No effect of irradiance is observed on the temperature proxy $\mathrm{Li}/\mathrm{Mg}$ for the different complexes in the range of irradiances tested in this study. Light should not add additional complexity to the interpretation of the $\mathrm{Li}/\mathrm{Mg}$ and δ¹¹B proxies when applied to paleoreconstruction studies from rhodolith beds.

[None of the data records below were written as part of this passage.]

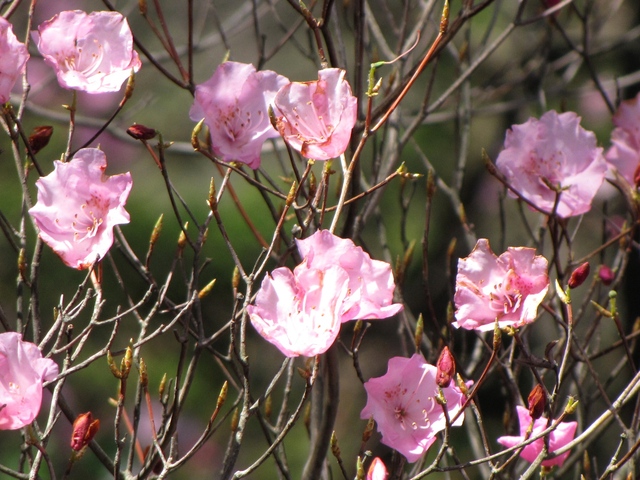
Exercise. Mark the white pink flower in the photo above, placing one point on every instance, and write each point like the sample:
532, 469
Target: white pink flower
235, 105
558, 438
78, 206
13, 58
403, 404
553, 156
91, 52
316, 118
300, 311
624, 153
22, 371
508, 288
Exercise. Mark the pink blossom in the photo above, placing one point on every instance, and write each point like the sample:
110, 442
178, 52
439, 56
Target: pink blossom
509, 287
558, 438
624, 153
13, 58
235, 103
377, 470
551, 155
300, 311
403, 404
91, 52
78, 206
22, 371
316, 118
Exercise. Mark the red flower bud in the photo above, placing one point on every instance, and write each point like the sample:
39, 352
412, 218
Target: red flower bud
606, 275
579, 275
39, 138
140, 132
84, 429
446, 368
537, 402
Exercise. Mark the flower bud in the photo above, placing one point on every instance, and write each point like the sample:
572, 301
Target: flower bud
140, 132
84, 429
579, 275
446, 368
537, 402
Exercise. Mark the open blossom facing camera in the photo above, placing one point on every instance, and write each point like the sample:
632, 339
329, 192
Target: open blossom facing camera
558, 438
78, 206
509, 287
553, 156
22, 371
316, 118
91, 52
403, 404
300, 311
235, 105
13, 58
624, 153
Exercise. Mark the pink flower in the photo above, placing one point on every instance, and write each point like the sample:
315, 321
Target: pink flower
555, 152
377, 470
509, 287
13, 58
403, 404
235, 105
558, 438
89, 52
624, 153
78, 206
22, 371
316, 118
300, 312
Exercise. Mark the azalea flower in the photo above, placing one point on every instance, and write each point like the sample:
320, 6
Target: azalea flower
316, 118
553, 156
91, 52
624, 153
13, 58
78, 206
558, 438
508, 288
234, 103
22, 371
403, 404
300, 311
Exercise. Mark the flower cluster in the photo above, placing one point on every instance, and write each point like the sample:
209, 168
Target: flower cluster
300, 311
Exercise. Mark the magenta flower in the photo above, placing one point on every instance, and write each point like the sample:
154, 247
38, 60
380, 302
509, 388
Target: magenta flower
22, 371
235, 105
624, 153
13, 58
403, 404
91, 52
78, 206
316, 118
300, 312
558, 438
508, 288
555, 152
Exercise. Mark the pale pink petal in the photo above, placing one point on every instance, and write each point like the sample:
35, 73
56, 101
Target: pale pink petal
316, 118
235, 105
22, 371
78, 206
554, 150
89, 52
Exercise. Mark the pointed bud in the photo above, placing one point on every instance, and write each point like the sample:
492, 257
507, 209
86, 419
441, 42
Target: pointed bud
140, 132
39, 138
606, 275
84, 429
446, 368
579, 275
537, 401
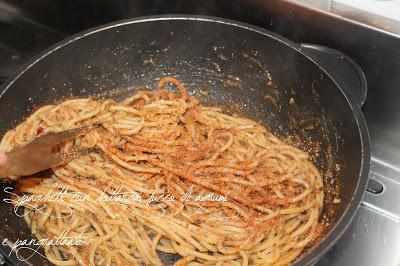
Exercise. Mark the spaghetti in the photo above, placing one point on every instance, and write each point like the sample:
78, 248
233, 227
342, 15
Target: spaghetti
224, 190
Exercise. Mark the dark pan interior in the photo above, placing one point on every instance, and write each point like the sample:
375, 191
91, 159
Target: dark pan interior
243, 70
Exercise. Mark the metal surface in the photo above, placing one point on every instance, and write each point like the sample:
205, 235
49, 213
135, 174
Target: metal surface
112, 57
365, 243
37, 155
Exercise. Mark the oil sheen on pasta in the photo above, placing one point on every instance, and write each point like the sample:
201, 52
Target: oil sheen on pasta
160, 143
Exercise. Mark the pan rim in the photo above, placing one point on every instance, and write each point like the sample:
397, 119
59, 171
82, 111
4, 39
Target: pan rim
316, 252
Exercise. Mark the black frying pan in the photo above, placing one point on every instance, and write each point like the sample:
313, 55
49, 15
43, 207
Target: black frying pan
239, 65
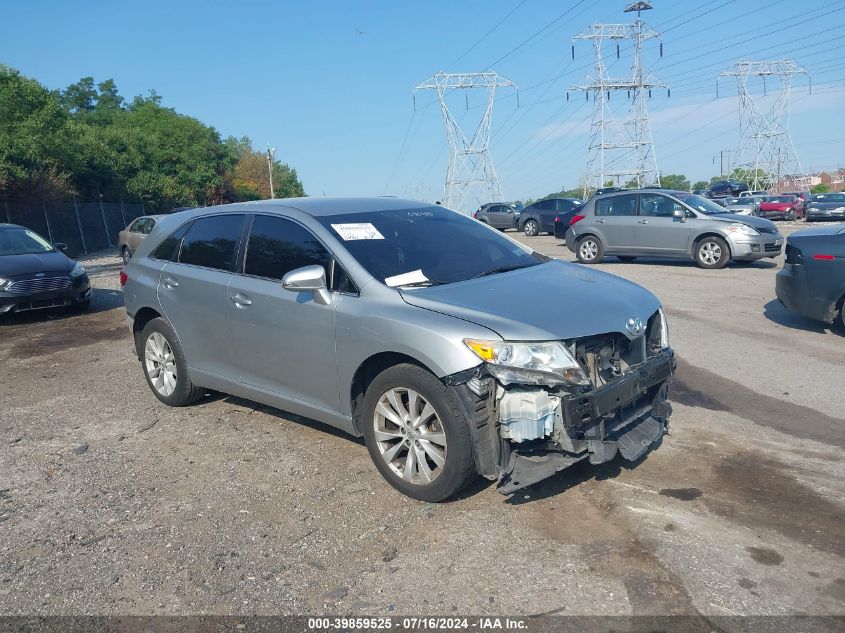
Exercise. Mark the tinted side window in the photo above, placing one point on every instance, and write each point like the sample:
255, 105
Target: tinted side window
278, 246
624, 205
169, 248
657, 206
212, 242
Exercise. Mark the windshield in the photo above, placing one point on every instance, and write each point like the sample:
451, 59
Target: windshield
427, 246
701, 204
23, 242
829, 197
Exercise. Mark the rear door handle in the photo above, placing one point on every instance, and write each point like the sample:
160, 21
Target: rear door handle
241, 301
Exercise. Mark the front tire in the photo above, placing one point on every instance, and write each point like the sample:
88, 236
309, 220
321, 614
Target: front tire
416, 434
712, 253
589, 250
165, 366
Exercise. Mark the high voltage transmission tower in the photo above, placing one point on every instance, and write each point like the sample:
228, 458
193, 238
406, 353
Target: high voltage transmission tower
765, 152
620, 151
470, 173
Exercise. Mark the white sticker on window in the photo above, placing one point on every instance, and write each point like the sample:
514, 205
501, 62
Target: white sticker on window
413, 277
357, 231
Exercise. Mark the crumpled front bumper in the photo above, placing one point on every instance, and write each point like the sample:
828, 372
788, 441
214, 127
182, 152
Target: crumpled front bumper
627, 416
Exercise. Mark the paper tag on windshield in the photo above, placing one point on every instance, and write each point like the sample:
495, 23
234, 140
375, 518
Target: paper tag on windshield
357, 231
413, 277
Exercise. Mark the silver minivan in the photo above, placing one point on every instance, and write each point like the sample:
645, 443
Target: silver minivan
451, 348
674, 224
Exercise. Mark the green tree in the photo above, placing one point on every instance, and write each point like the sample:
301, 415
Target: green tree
35, 141
677, 182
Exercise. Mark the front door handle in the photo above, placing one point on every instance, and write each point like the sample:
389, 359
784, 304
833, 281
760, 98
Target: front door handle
241, 301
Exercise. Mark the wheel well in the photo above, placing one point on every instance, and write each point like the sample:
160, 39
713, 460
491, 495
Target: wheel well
710, 234
366, 373
142, 317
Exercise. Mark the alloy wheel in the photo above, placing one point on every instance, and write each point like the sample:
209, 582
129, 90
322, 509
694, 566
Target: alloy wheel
160, 363
588, 250
409, 435
710, 253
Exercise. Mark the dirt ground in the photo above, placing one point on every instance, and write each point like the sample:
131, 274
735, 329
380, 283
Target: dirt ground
111, 503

Development of proxies to derive a second carbonate parameter in high Mg calcite such as the [${{\mathrm{CO}}_{\mathrm{3}}}^{\mathrm{2}-}$]_CF proxies (e.g. $\mathrm{B}/\mathrm{Ca}$, $\mathrm{U}/\mathrm{Ca}$) developed in the aragonitic corals as well as direct microelectrode measurements of the calcifying parameters (e.g. pH_CF, DIC_CF) will be relevant to study the dynamics of the calcification space in coralline red algae.

This study demonstrates variability in responses of coralline algae under irradiance and highlights distinct biomineralization mechanisms between branching (geniculate) and encrusting (non-geniculate) mid-latitude low-light adapted complexes. Photosynthesis impacts the availability and source of DIC_CF which has implications on calcification. In the perspective of calcification, plasticity on DIC sources is determinant for acclimation of coralline red algae. Further research should be done on coralline algal species that experience different irradiance regimes and environments (e.g. latitude, depth). Additional study on the joint effect of ocean acidification and changing irradiance might provide some interesting dynamics and will be needed to understand the full implications of future global changes and associated perturbations on the coralline algae communities and dependent ecosystems.